――デモンベイン・トゥーソードと思われていた鬼械神から、瞬間的に数多の触手が生成される。
『……は? へ!? 『ガンダムヘッド』!? おいおいおいおい、よりによって!? その『アナハイム・エレクトロニクス』のロゴは何なんだよ!?』
『え? 何? 何なの? 『西博士』と同類なの?』
『紅朔っ、呆けてないで回避回避回避っ! 被弾したら取り込まれますよ!?』
その触手の先端には、特異な事に『V字アンテナ』&『ツインアイ』の頭部が形成され――大多数は『ランサー/プリテンダー』が消滅して消えかけている最中の大地に潜航、消滅している最中の『初代魔王ククルククル』に突き刺さり――融合及び侵食して別存在に書き換えていく。
『……マスター、これは……!?』
『――流石にこれは予想外の展開だ。二番煎じと思いきや、とんだ変化球を隠し持っていたものだ……!』
今まで沈黙を保っていたナコト写本日本語版さえも驚愕の言葉を隠せず、リベル・レギスを駆る『大導師』も眉を顰める。
――驚異的な速度で大地が『銀色』に変換されていき――消滅の予兆が完全に消え去って安定してしまい――元『初代魔王ククルククル』の肉体は、寄生主たるデモンベイン・トゥーソードを格納して――『超巨大ガンダム』に変貌する。

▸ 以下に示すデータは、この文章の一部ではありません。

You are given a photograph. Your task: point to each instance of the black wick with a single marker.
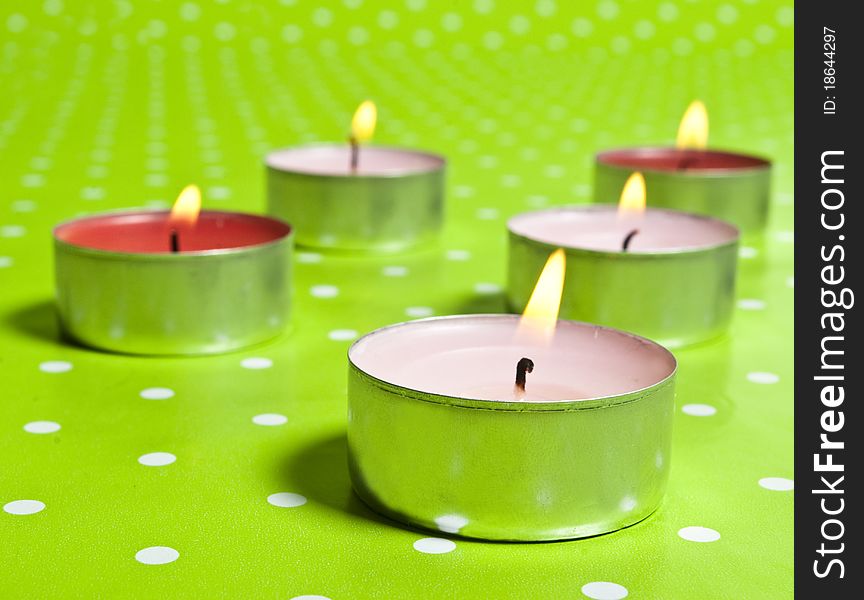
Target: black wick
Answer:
(355, 153)
(525, 365)
(175, 241)
(627, 239)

「――レディース&ジェントルメン! 御待たせしました、皆様! 『黒幕(真打)』登場ですとも! 此度の『聖杯戦争』では『セイバー/ビースト』クラスで現界した、真名『迷子』と申します。どうかお見知りおきを!」
その『超巨大ガンダム』の頭部の上に、いつの間にか立っていた『青年』は、道化師じみた仕草でお辞儀する。――『聖杯戦争』のセオリーである、真名を隠すという原則を真っ先にぶち破って。
『……『ビースト』?』
「人間の獣性が生み出した大災害、人類と人類の文明を滅ぼす破滅の化身、『人類悪』なるエクストラクラスで御座います!」
『最上級なまでにろくでもない、ラスボス用のエクストラクラスじゃねぇか!?』
「まぁご安心を。『私』のは偽装クラスですので! 申告詐欺の一種で、実際はもっとろくでもないものですよ!」
『安心出来る要素が一欠片もねぇ!?』とクロウがツッコミしなくとも、全員が全員、『ランサー/プリテンダー』に匹敵する処かそれ以上に、超弩級なまでに論外な存在だと認知される。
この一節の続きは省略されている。